Is it better to set batch size as a integer power of 2 for torch.utils.data.DataLoader

Hi, guys,
I have heard that it would be better to set batch size as a integer power of 2 for torch.utils.data.DataLoader, and I want to assure whether that is true.

Any answer or idea will be appreciated!

Powers of two might be more “friendly” regarding the input shape to specific kernels and could perform better than other shapes (internally padding could be used, if it could yield an overall speedup).
However, it depends on your actual model, input shapes, etc. so you could profile different shapes and check for performance cliffs.

Hi,
specifically, for resnet, is the “kernel” mentioned denote the kernel_size in torch.nn.Conv2d?

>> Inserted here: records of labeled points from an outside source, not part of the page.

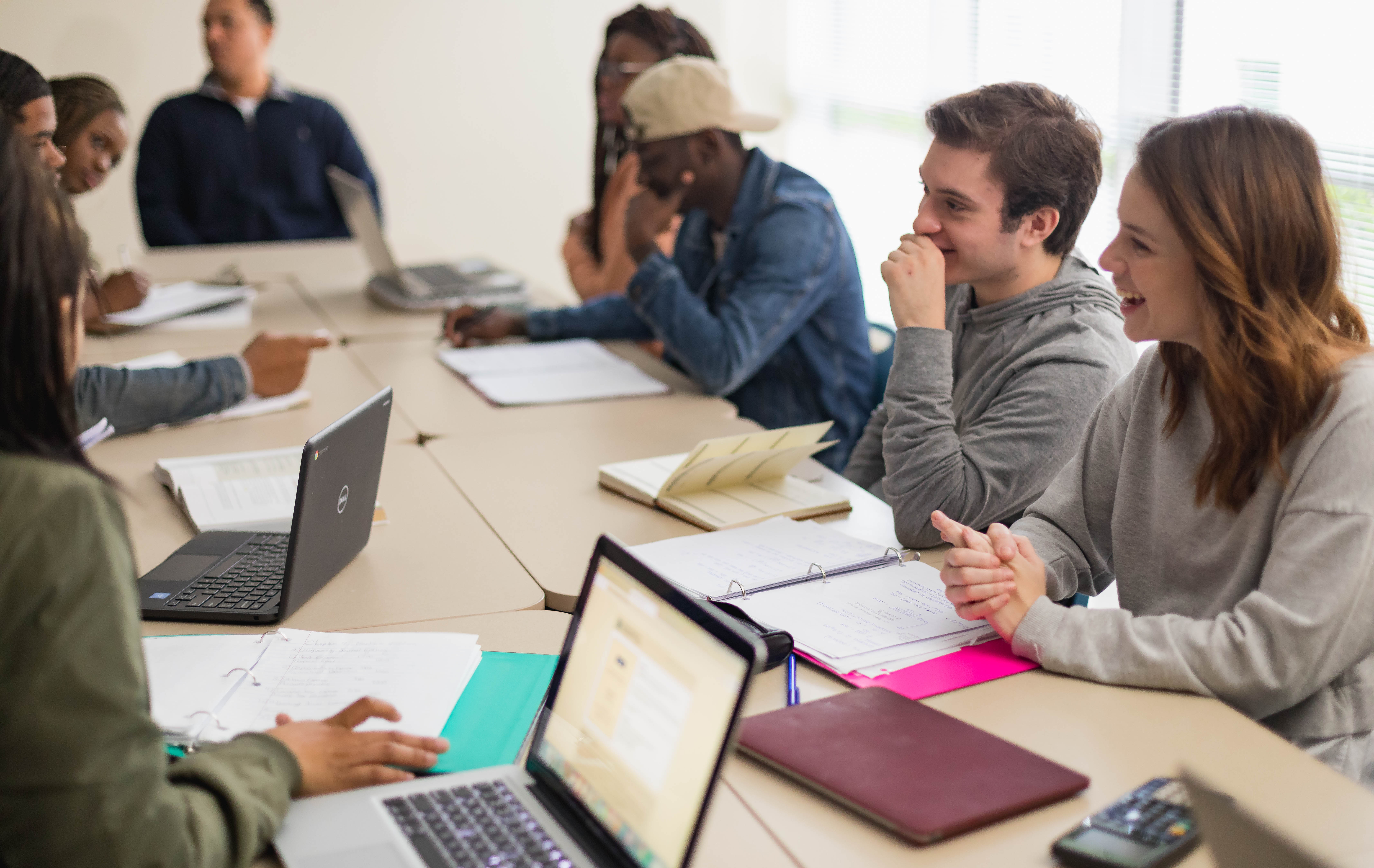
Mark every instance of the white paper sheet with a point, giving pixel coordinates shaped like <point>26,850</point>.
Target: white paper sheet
<point>862,612</point>
<point>756,556</point>
<point>168,301</point>
<point>200,690</point>
<point>549,373</point>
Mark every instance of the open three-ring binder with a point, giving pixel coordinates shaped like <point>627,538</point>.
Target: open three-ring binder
<point>850,605</point>
<point>211,689</point>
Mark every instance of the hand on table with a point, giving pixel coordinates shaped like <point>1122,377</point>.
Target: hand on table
<point>650,215</point>
<point>914,274</point>
<point>119,292</point>
<point>994,576</point>
<point>469,323</point>
<point>278,362</point>
<point>333,757</point>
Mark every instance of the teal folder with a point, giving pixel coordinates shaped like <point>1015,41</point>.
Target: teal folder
<point>497,711</point>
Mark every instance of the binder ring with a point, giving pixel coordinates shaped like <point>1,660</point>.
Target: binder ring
<point>256,683</point>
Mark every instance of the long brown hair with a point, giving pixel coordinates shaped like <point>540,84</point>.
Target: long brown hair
<point>670,36</point>
<point>43,259</point>
<point>1244,189</point>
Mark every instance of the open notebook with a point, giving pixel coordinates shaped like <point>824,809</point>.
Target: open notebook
<point>549,373</point>
<point>211,689</point>
<point>732,481</point>
<point>850,605</point>
<point>238,491</point>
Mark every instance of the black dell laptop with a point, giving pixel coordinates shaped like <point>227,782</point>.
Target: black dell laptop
<point>244,577</point>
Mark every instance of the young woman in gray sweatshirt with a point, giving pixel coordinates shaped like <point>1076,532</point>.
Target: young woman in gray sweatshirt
<point>1228,485</point>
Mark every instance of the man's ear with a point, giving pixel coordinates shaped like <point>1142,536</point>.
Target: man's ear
<point>1039,226</point>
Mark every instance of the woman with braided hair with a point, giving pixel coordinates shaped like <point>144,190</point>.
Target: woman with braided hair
<point>596,249</point>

Powers of two could be preferred in all dimensions, so number of channels, spatial size etc.
However, as described before, internally padding could be used, so that you wouldn’t hit a performance cliff and should thus profile your workloads.

1 Like

Get it.
It means internally padding is a internal mechanism of PyTorch, so that commonly, it is not that requisite for us to consider setting a 2-power batch size, am I right?

It can be used by cudnn and I don’t think that native PyTorch kernels use it (at least I haven’t seen it, but might be wrong).

OK, thanks sincerely for your answer!